L’intelligence collective sur les marchés financiers se démarque de la notion de foule par le fait qu’il n’y a pas d’unité de lieu ou de temps : l’influence dans une foule repose sur la présence physique d’un grand nombre de personnes sur un lieu précis, à un moment donné...

En 2002, pour la première fois dans l’histoire du Nobel, un prix était décerné à un non-spécialiste du domaine. Daniel Kahneman et feu Amos Tversky (décédé en 1996), tous deux psychologues et respectivement chercheurs en psychologie cognitive et en psychologie mathématique recevaient la précieuse récompense en économie.

Dans « Thinking, Fast and Slow » [1], Daniel Kahneman explique l’importance des stéréotypes dans la prise de décision des individus. Il distingue deux cerveaux :

Le Système 1 opère de façon automatique, rapide et intuitive, sans ou avec peu d’effort, et aucune volonté de contrôle de soi. Il permet des actes du quotidien : détecter une distance, s’orienter vers un bruit, répondre à 2+2…, et s’appuie sur des connaissances stockées en mémoire et accessibles sans intention.
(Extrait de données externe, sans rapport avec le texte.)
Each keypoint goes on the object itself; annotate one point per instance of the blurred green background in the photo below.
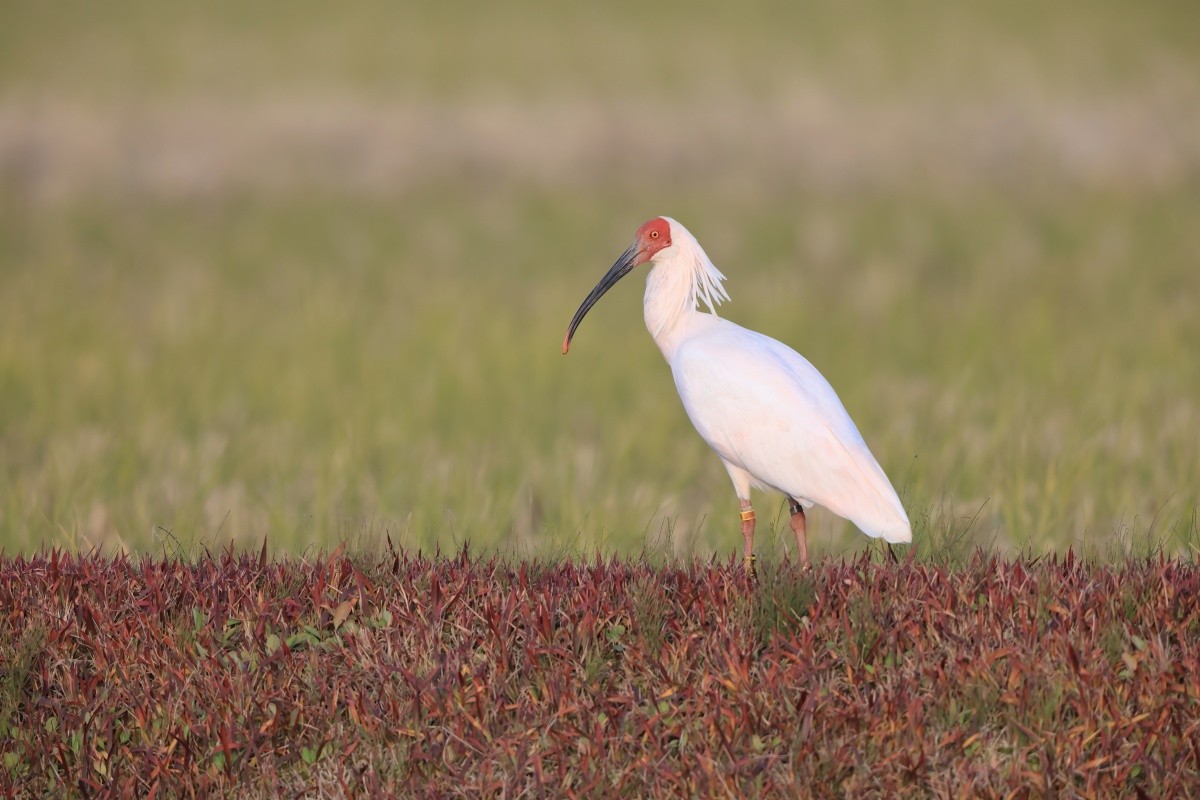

Ce cerveau est donc très sensible aux stéréotypes ou autres biais cognitifs.

Le Système 2 alloue l’attention sur les activités très demandeuses d’effort mental comme les calculs complexes, ou le contrôle de soi. Cela inclut les problématiques de théorie d’agence, de choix, de concentration comme remplir sa déclaration d’impôt, ou lire des noms de couleurs qui ne sont pas écrits dans cette même teinte. Il permet une prise de décision plus complexe, nécessitant discipline et réflexion séquentielle. Physiquement, l’appel au Système 2 se manifeste par une dilatation marquée de la pupille de l’individu (ce que cherchent à éviter les joueurs de carte avec le célèbre « poker face »), une accélération du rythme cardiaque, et requiert une consommation importante de glucose [2].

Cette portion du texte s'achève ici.